Sedangkan individu yang memiliki locus of control eksternal
menganggap bahwa segala peristiwa yang terjadi di lingkungan
kerjanya dapat mempengaruhi dirinya.
d. Kepribadian Tipe A dan B
Menurut Friedman dan Rosenman (1974; Wijono, 2015)
mengelompokkan kepribadian kedalam 2 tipe yang berbeda yaitu tipe
A dan tipe B. Beberapa ciri dari dua tipe tersebut yakni individu
mampu mengerjakan tugas dengan cepat, mempunyai sikap
kompetitif tinggi, ingin segera mencapai tujuan yang diinginkannya
dengan cara apapun, ingin meraih prestasi yang lebih baik, ambisius,
agresif, mudah merasa stress, mudah tertekan.
e. Harga Diri
Harga diri adalah seberapa besar penerimaan seseorang dan usaha
untuk melakukan evaluasi terhadap diri sendiri atau bisa juga disebut
dengan konsep diri.
f. Fleksibilitas dan Kaku
Orang yang mempunyai kecenderungan yang fleksibel adalah orang
yang dapat menyesuaikan diri dengan tuntunan atau tekanan, karena
lebih baik dalam melakukan Kerjasama dengan orang lain dibandingkan
dengan orang yang kaku (Kahn et al., 1964; Wijono, 2015).
Sedangkan orang yang kaku adalah orang yang menunjukan sikap
tertutup pada sekitarnya. Orang yang bersifat kaku saat menghadapi
stress kerja akan mempunyai kecenderungan untuk memberikan respon:
• Memberikan sangkalan atau menolak tekanan atau dapat juga tidak
bereaksi terhadap tekanan peran yang diterimanya bahkan tidak
memperdulikannya.
• Memberikan penolakan terhadap orang yang menekan dirinya
• Menjadi semakin bergantung kepada atasan, apabila mendapatkan
tekanan yang berkaitan dengan beban peran yang diterimanya.

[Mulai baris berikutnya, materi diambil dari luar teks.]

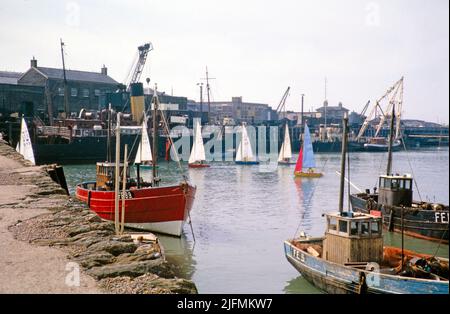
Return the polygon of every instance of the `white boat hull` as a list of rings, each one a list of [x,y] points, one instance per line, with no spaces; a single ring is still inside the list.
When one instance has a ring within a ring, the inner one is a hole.
[[[125,223],[125,226],[133,229],[164,233],[179,237],[183,232],[184,221],[174,220],[152,223]]]

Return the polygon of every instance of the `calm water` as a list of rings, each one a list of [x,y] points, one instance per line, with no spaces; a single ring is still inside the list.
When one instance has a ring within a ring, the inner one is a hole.
[[[293,165],[270,171],[266,165],[232,162],[205,169],[184,164],[198,188],[191,212],[196,241],[189,225],[181,239],[161,236],[167,259],[182,267],[200,293],[318,293],[283,251],[283,241],[297,231],[321,236],[322,213],[337,210],[340,156],[316,154],[316,162],[325,175],[301,180],[293,178]],[[373,188],[386,167],[386,154],[351,153],[350,166],[356,186]],[[449,203],[448,148],[396,152],[393,169],[414,174],[419,188],[414,187],[414,199],[420,193],[422,200]],[[72,192],[77,182],[95,178],[94,165],[64,166],[64,171]],[[160,171],[168,183],[180,178],[176,163],[162,163]],[[150,170],[143,176],[150,179]],[[386,232],[385,240],[400,245],[398,234]],[[438,244],[405,237],[405,247],[434,254]],[[448,246],[441,245],[438,255],[448,257]]]

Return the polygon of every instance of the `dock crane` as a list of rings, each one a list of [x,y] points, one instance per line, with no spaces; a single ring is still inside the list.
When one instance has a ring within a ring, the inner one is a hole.
[[[383,101],[387,102],[385,110],[381,108],[381,103]],[[380,115],[380,121],[376,127],[375,136],[378,136],[386,118],[388,112],[392,111],[392,108],[395,108],[396,112],[396,128],[395,128],[395,138],[398,138],[400,135],[400,119],[401,119],[401,112],[402,112],[402,105],[403,105],[403,77],[400,78],[395,84],[390,87],[386,93],[383,94],[376,102],[375,105],[370,110],[369,114],[367,115],[366,119],[364,120],[361,129],[359,130],[359,133],[356,137],[356,140],[359,140],[364,132],[366,131],[367,127],[369,126],[369,123],[372,121],[372,119],[376,118],[376,110],[379,109],[381,112]]]
[[[138,47],[137,58],[133,61],[130,71],[125,79],[127,91],[130,90],[131,84],[139,82],[142,70],[144,69],[145,61],[147,60],[148,52],[150,50],[153,50],[153,45],[150,42]]]
[[[291,90],[291,87],[288,86],[288,88],[286,89],[286,91],[283,94],[283,97],[281,97],[280,103],[278,104],[278,107],[276,109],[276,113],[277,115],[284,110],[285,104],[286,104],[286,99],[289,96],[289,91]]]

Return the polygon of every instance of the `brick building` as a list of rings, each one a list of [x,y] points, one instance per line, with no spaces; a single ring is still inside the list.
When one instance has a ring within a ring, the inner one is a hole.
[[[119,83],[108,76],[103,66],[100,72],[66,70],[69,112],[78,113],[82,108],[99,109],[100,97],[114,92]],[[44,89],[46,114],[53,117],[64,110],[64,71],[62,69],[39,67],[37,60],[31,60],[31,67],[17,80],[18,85],[38,86]]]

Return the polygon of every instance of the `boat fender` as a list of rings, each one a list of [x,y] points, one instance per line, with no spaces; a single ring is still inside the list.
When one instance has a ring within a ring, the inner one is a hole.
[[[91,190],[88,191],[87,206],[91,207]]]
[[[366,294],[367,293],[367,283],[366,283],[366,274],[364,272],[359,273],[359,285],[358,285],[358,294]]]

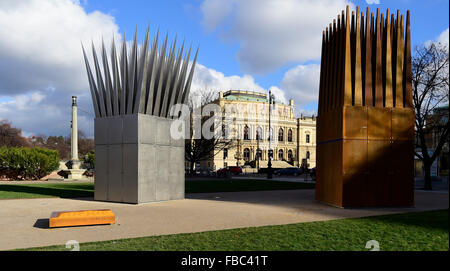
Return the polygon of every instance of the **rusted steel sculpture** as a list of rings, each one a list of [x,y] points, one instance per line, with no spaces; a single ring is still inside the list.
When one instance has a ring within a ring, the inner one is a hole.
[[[342,11],[323,32],[316,199],[414,204],[410,13]]]

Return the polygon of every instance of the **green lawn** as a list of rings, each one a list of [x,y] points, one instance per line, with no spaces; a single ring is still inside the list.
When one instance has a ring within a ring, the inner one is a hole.
[[[212,179],[186,181],[186,193],[313,189],[314,184],[266,180]],[[0,199],[93,197],[94,183],[2,184]]]
[[[93,196],[94,183],[0,184],[0,199]]]
[[[80,250],[449,250],[447,210],[80,244]],[[30,250],[67,250],[65,246]]]

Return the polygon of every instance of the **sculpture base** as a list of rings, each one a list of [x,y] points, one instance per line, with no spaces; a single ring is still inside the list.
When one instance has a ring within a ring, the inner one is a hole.
[[[67,169],[65,173],[67,174],[67,179],[64,180],[80,180],[86,179],[86,176],[83,176],[85,169]]]
[[[184,139],[172,139],[172,121],[145,114],[95,119],[95,200],[184,198]]]
[[[345,106],[319,115],[316,199],[339,207],[414,205],[414,111]]]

• Apabila mendapat tekanan, akan merespon keras, bekerja melebihi
orang lain pada umumnya, peduli dengan pandangan orang lain
dengan terus mencoba menyelesaikan tugas sehingga memiliki nilai
yang lebih dalam organisasi tempatnya bekerja.
g. Kemampuan
Kemampuan merupakan salah satu aspek yang dapat
mempengaruhi respon-respon individu terhadap kondisi, situasi,
atau peristiwa yang menimbulkan stress.
Ada 3 alasan yang dikemukakan bahwa individu yang mempunyai
kemampuan tinggi mungkin akan lebih baik caranya dalam
menghadapi stress.
1) Dengan kemampuannya yang lebih tinggi dari orang lain,
memungkinkan ia dapat mengerjakan tugas-tugasnya yang
sarat dengan peran secara kuantitatif ataupun kualitatif.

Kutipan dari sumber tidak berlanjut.